Basically, the code should look like this

f.eval(x)
    if x=x_cached then
        return f_cached
    else
        return eval_f(x)

f.grad(x)
    x_cached=x
    (f_cached,grad) = eval_f_and_grad(x)
    return grad

Anyway, if you notice the gradient being called more than once per iteration, let me know and I’ll investigate.


#3

Ok, saving only the last evaluation is simple enough, thanks.

If I understand correctly, the else branch f.eval should never be reached, right? I will add some logging machinery there, to make sure.

Once I have a full grasp on it I will add it to the documentation. I will open an issue to keep track of it.


#4

Sorry I missed your followup question, but I did see the issue. The else branch in f.eval may be reached. Basically, imagine a situation where we’re doing a line search. In that instance, we’re going to be evaluating the objective at several different points during a single optimization iteration. Really, what the caching does is save us one objective evaluation per iteration and its the objective evaluation at the point where the gradient is evaluated.

As a longer comment, this is actually a feature that many of my clients requested over time. In truth, it doesn’t really save that much computation over the course of an optimization run. However, since we often run the first iteration of the optimization over and over again for debugging purposes, everyone seems to notice it. Certainly, it never hurts and it will make things faster.


#5

I realised that a while after. Anyway, for my specific aplication, after memoizing the total running time goes down by a few percents, so definitely worth it.

Implementing the memoization as you suggested, using plain Numpy and on large vectors, is extremely fast, so I guess there is not much to gain performance-wise from implementing this under the hood.

Perhaps, the most flexible approach would be to make the f.grad optionally return the function, in which case f.eval is not called.

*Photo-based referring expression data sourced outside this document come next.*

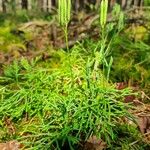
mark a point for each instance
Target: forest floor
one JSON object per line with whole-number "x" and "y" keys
{"x": 28, "y": 54}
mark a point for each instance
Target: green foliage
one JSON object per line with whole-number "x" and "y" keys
{"x": 9, "y": 40}
{"x": 64, "y": 13}
{"x": 58, "y": 111}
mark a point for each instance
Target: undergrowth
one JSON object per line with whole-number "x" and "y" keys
{"x": 49, "y": 108}
{"x": 54, "y": 104}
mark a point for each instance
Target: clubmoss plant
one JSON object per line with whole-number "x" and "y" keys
{"x": 64, "y": 13}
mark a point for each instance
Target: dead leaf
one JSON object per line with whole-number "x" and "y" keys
{"x": 93, "y": 143}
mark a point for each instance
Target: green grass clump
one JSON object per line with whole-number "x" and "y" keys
{"x": 49, "y": 111}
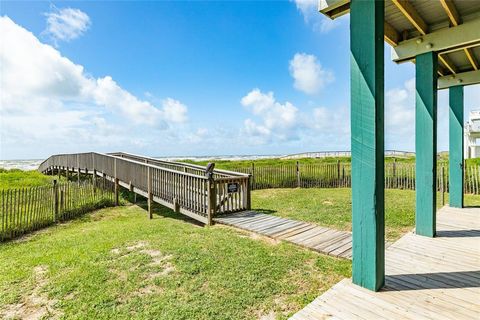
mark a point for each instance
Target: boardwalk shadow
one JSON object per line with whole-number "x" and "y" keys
{"x": 458, "y": 233}
{"x": 439, "y": 280}
{"x": 162, "y": 211}
{"x": 264, "y": 211}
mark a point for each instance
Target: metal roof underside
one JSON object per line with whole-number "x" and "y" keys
{"x": 409, "y": 22}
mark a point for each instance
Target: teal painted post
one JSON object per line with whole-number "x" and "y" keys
{"x": 367, "y": 126}
{"x": 455, "y": 153}
{"x": 426, "y": 143}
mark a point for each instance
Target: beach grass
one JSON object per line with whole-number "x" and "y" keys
{"x": 16, "y": 178}
{"x": 332, "y": 207}
{"x": 116, "y": 263}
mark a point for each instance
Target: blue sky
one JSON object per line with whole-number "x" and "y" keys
{"x": 185, "y": 78}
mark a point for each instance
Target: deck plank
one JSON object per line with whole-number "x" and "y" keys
{"x": 305, "y": 234}
{"x": 426, "y": 278}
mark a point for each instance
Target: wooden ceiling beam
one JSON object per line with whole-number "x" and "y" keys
{"x": 455, "y": 20}
{"x": 463, "y": 78}
{"x": 451, "y": 11}
{"x": 412, "y": 15}
{"x": 447, "y": 63}
{"x": 392, "y": 37}
{"x": 471, "y": 58}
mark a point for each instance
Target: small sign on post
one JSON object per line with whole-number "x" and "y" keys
{"x": 232, "y": 187}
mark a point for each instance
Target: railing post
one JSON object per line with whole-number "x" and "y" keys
{"x": 149, "y": 186}
{"x": 94, "y": 181}
{"x": 212, "y": 200}
{"x": 298, "y": 174}
{"x": 78, "y": 169}
{"x": 395, "y": 182}
{"x": 116, "y": 181}
{"x": 338, "y": 173}
{"x": 249, "y": 196}
{"x": 253, "y": 176}
{"x": 443, "y": 185}
{"x": 55, "y": 200}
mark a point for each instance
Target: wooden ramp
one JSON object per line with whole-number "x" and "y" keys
{"x": 427, "y": 278}
{"x": 311, "y": 236}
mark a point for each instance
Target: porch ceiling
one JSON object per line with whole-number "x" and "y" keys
{"x": 415, "y": 19}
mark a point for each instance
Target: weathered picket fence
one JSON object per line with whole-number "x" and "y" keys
{"x": 398, "y": 175}
{"x": 27, "y": 209}
{"x": 185, "y": 188}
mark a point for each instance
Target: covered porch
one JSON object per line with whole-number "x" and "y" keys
{"x": 433, "y": 270}
{"x": 426, "y": 278}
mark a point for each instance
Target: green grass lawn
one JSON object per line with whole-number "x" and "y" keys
{"x": 116, "y": 263}
{"x": 332, "y": 207}
{"x": 16, "y": 178}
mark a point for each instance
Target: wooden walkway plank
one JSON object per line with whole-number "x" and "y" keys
{"x": 426, "y": 278}
{"x": 305, "y": 234}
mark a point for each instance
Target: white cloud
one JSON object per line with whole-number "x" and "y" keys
{"x": 308, "y": 73}
{"x": 277, "y": 121}
{"x": 66, "y": 24}
{"x": 311, "y": 16}
{"x": 174, "y": 111}
{"x": 46, "y": 96}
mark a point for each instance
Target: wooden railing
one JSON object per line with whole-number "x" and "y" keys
{"x": 185, "y": 188}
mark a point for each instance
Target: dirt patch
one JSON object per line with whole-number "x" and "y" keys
{"x": 36, "y": 304}
{"x": 159, "y": 266}
{"x": 265, "y": 239}
{"x": 138, "y": 245}
{"x": 268, "y": 316}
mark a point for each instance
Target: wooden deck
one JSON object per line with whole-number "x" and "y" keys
{"x": 311, "y": 236}
{"x": 427, "y": 278}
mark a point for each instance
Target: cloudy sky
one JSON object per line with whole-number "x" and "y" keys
{"x": 186, "y": 78}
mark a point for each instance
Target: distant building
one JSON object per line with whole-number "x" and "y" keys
{"x": 472, "y": 133}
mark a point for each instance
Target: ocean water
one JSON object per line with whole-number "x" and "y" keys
{"x": 32, "y": 164}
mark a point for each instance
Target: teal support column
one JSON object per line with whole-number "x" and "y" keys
{"x": 426, "y": 143}
{"x": 455, "y": 154}
{"x": 367, "y": 126}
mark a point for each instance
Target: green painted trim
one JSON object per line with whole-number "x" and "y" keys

But as I said, the difference is probably going to be under the percentage.


#6

That’s not a bad idea since it seems like no one likes to implement the memoization on their own. Really, I did it this way because it meant that my mathematical valdiation of the code was easier; the semantics of a function with optional arguments is a bit more complicated. Another compromise may be to just provide another interface that derives off the ScalarValuedFunction interface and then does all the memoization for the user. There, they’d implement the function with the optional argument as you suggested. I need to figure out what this means in MATLAB/Octave, since we don’t use inheritance there, but I’ll keep this on my radar.